Now, I was thinking what if we use IEEE-754 floating point arithmetic on rings to obtain the value $x/y$. Here, instead of first computing $1/y$, we will directly obtain $x/y$ by using different ring sizes for the sign, exponent, and significand values. As far as I know, in IEEE-754 FP arithmetic, we can compute $x/y$ without using any division operation directly, but rather using only addition, multiplication, left & right shift, and XOR operations. We can perform all of these operations on rings. We also don't need any inverse operations here and we can actually perform $x/y$ directly here without the risk of the initial problems discussed in the first two points. In this case, we may lose some accuracy (maybe in the order of $10^{-10}\ldots10^{-15}$), but a close result can be obtained and subsequently, we can prevent such leakages. Am I missing something? I tried searching over the internet for this but it didn't help. Any input on this will be very helpful.

Answer 1

You have to be careful. Using floating point arithmetic automatically means that you are no longer in the ring and what happens in this arithmetic is completely independent on (say) whether $\gcd(y,2^\ell)=1,$ for example.
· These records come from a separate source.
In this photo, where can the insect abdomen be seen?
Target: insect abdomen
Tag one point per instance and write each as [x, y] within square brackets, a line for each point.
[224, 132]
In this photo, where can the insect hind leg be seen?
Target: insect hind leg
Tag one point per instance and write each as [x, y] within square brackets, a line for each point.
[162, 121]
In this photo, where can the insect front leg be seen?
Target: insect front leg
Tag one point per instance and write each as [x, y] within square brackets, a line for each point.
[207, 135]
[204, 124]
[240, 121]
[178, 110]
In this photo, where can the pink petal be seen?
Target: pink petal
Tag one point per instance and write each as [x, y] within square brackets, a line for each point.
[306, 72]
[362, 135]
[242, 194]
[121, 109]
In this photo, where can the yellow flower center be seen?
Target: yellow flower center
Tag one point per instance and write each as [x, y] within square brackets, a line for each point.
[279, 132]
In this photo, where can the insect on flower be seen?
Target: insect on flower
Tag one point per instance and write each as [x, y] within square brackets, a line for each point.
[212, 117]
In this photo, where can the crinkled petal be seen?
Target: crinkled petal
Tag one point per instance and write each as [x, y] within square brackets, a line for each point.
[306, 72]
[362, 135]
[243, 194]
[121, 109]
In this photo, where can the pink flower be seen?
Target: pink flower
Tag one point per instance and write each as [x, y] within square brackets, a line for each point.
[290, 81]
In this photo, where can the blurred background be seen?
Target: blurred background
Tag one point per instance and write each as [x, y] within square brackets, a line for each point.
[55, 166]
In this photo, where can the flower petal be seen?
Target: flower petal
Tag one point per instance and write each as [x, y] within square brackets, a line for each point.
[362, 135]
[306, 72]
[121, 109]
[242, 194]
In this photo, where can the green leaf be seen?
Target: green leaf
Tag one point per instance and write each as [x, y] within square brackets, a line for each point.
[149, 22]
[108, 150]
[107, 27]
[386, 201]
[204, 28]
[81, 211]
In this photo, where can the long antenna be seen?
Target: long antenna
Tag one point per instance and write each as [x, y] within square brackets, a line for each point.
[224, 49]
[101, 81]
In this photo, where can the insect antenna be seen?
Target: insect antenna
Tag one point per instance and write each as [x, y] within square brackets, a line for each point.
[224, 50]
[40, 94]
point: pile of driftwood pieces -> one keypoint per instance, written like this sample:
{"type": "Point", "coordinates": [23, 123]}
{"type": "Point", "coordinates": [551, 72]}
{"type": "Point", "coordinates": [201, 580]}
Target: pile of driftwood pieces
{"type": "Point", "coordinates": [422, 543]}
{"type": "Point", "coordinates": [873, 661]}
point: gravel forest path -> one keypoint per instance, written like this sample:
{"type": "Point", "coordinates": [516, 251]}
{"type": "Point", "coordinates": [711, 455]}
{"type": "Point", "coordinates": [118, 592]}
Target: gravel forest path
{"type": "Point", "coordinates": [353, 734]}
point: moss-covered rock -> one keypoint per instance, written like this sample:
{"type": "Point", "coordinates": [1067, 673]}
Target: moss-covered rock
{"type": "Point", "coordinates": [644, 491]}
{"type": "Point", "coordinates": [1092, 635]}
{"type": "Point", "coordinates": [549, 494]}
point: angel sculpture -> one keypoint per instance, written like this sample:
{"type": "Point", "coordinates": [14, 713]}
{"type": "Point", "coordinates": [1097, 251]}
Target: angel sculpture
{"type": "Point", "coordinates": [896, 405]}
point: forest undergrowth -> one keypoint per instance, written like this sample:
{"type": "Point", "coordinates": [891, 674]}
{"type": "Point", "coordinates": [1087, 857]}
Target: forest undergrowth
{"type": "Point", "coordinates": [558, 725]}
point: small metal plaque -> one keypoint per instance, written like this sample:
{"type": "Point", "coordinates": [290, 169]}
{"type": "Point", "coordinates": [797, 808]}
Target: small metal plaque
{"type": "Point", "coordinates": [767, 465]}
It doesn't matter what the floating point error is, if the operational properties you obtain are not the same in the ring $\mathbb{Z}_{2^\ell}$ and in the structure obtained via your floating point approximation, say in a new set $S$, which it won't be in general. The fact that there is a non-exact floating point approximation is enough to destroy the arithmetic properties of the original ring.

Just try representing $x_1 y_1^{-1} + x_2 y_2^{-1}$ and $x_1 y_1^{-1} \times x_2 y_2^{-1}$ directly and compare the representations obtained to that obtained by representing $x_1 y_1^{-1}$ and $x_2 y_2^{-1}$ individually and then computing the addition and multiplication. There will be a small error as you point out, but the error will manifest itself as the answer not being the same. In a finite ring, this is deadly.

To repair this problem maybe you'd need to brute force through all finite expressions within the approximation error from the incorrect one and check one by one if any of them gives the real answer. In general, you may not want to do this.